Les Principes et les Mœurs de la République/Les principes républicains/IV


IV

qu’est-ce que la fraternité ?


Il n’est que juste de respecter dans tout homme, par conséquent dans tout citoyen, la liberté qui lui est inhérente. Agir autrement, ce serait violer en lui un droit imprescriptible.

Il n’est que juste aussi de traiter tous les citoyens comme des égaux. Tout privilége, toute distinction de classes est contraire au droit humain, dont le droit civil et le droit politique ne doivent être que la consécration et le développement.

La liberté et l’égalité sont donc de droit strict, et la Révolution française, en les inscrivant dans sa devise, n’a fait que se conformer à la simple justice.

Mais le respect du droit strict ne suffit pas dans la société. Il ne suffit pas de ne pas attenter à la liberté d’autrui et de ne pas blesser l’égalité qui dérive du principe même de la liberté ; pour qu’une société d’hommes soit vraiment humaine, il faut qu’ils se regardent comme faisant partie, à titre d’hommes, d’une seule et même famille, et qu’ils s’aiment comme des frères.

Ce nouvel élément, qui forme entre eux un lien, non pas seulement de respect, mais d’affection réciproque, est ce que l’on nomme la fraternité.

C’est ce principe qu’exprimait un poëte ancien en disant, aux applaudissements du peuple romain : « Je suis homme, rien de ce qui est humain ne m’est étranger » ; que déjà la philosophie stoïcienne opposait à l’étroit esprit de la cité antique ; que l’Évangile a nommé la charité universelle et formulé dans cette simple maxime : « Aime ton prochain comme toi-même » ; qu’enfin tous les grands écrivains du xviiie siècle ont remis si admirablement en lumière, en développant cette large idée : l’humanité.

La Révolution française a justement pensé que sa devise resterait incomplète, si elle n’y ajoutait ce troisième terme.

Sans doute, la fraternité, qui n’est plus une chose de droit strict, mais de bienveillance et d’amour, dépend plutôt des mœurs que de la législation : elle ne se décrète pas, comme la liberté ou comme l’égalité ; mais la législation peut, au moins par l’instruction publique, contribuer à en développer le sentiment dans les âmes, et il est bon qu’elle s’en pénètre elle-même, comme d’un parfum salutaire. Quelle que soit d’ailleurs l’action de la loi à cet égard, la fraternité a un trop grand rôle à jouer dans la société pour qu’elle n’inspire pas, dans la vie privée comme dans la vie publique, toute âme vraiment républicaine.

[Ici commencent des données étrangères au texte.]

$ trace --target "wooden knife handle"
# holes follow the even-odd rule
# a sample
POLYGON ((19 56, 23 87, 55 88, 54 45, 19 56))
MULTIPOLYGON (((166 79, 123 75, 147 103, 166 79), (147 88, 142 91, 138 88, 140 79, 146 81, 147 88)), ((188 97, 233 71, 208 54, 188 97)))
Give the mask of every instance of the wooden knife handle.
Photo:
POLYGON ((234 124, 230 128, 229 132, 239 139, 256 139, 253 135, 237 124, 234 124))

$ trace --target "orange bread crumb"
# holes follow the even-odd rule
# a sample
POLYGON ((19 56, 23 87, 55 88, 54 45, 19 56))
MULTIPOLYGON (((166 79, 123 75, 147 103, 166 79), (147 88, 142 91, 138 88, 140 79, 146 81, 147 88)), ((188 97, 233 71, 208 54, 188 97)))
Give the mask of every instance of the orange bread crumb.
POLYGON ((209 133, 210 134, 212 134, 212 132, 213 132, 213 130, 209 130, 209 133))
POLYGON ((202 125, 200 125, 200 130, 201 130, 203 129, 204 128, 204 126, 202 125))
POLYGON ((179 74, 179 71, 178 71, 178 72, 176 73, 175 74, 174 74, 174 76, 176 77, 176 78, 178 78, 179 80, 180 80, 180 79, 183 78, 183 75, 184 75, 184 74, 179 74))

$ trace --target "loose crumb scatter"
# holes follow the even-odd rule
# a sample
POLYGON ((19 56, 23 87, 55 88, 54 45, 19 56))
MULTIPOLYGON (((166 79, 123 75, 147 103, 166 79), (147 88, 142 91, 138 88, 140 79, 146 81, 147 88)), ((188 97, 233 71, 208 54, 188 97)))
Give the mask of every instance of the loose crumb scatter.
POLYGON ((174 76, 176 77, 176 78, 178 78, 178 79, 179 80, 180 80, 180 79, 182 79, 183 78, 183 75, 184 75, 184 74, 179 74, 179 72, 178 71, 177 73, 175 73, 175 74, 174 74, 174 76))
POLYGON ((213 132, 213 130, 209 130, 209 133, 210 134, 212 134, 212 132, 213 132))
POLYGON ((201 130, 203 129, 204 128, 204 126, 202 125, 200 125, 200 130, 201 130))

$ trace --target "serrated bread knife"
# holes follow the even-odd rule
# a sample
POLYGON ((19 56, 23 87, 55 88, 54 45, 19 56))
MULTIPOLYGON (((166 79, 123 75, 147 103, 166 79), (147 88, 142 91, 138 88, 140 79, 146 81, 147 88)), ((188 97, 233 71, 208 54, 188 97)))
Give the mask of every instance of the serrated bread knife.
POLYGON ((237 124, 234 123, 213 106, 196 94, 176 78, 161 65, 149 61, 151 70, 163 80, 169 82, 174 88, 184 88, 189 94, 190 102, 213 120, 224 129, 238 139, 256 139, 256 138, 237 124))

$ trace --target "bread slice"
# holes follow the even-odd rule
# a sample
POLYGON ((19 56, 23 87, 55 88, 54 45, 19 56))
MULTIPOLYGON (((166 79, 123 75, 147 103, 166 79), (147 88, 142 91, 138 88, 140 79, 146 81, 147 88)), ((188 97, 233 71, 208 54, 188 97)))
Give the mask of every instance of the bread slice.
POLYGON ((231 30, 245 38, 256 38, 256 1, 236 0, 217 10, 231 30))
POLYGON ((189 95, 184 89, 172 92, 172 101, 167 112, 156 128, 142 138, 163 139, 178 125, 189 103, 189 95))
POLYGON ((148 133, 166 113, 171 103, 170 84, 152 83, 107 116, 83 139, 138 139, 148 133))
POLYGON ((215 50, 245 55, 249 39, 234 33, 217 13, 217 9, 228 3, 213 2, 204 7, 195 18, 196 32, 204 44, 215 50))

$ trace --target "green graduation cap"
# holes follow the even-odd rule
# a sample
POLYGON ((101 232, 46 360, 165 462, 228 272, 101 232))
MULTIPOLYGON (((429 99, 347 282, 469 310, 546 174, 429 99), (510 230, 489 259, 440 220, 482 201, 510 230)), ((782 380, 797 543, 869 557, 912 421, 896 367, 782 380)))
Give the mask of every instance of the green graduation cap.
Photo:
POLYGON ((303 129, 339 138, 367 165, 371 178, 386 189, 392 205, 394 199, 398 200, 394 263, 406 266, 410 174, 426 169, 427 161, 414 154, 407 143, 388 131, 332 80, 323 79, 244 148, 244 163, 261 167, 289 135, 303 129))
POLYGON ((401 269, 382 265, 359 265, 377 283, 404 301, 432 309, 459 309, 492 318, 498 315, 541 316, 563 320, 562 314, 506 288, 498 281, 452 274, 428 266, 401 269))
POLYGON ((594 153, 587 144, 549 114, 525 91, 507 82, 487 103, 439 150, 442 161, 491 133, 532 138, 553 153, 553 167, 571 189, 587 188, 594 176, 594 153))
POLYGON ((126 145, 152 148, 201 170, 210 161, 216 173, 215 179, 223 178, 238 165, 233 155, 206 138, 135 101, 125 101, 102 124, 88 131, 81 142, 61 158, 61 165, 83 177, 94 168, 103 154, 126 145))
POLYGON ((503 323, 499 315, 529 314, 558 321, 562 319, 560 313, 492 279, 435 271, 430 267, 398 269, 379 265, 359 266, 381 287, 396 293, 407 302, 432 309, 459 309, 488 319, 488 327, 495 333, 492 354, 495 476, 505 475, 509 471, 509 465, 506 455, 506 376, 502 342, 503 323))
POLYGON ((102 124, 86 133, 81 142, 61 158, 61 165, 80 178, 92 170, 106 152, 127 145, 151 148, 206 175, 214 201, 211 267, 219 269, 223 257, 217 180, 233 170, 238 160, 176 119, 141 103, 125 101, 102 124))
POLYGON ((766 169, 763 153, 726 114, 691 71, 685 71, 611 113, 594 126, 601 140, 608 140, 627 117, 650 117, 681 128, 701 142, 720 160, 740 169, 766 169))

Par elle, les ressorts s’adoucissent, les obstacles disparaissent, les problèmes sociaux, qui, sans son intervention, ne seront jamais complétement résolus, se trouvent tranchés ou simplifiés. Si parfaite que puisse être la constitution d’un État, elle en sera toujours un complément indispensable.

Ajoutons tout de suite qu’en s’étendant à tous les hommes, à quelque race ou à quelque nationalité qu’ils appartiennent, elle doit concourir à éteindre les haines sauvages de peuple à peuple, et à faire disparaître, par l’union des diverses branches de la famille humaine, cette atroce barbarie qu’on appelle la guerre.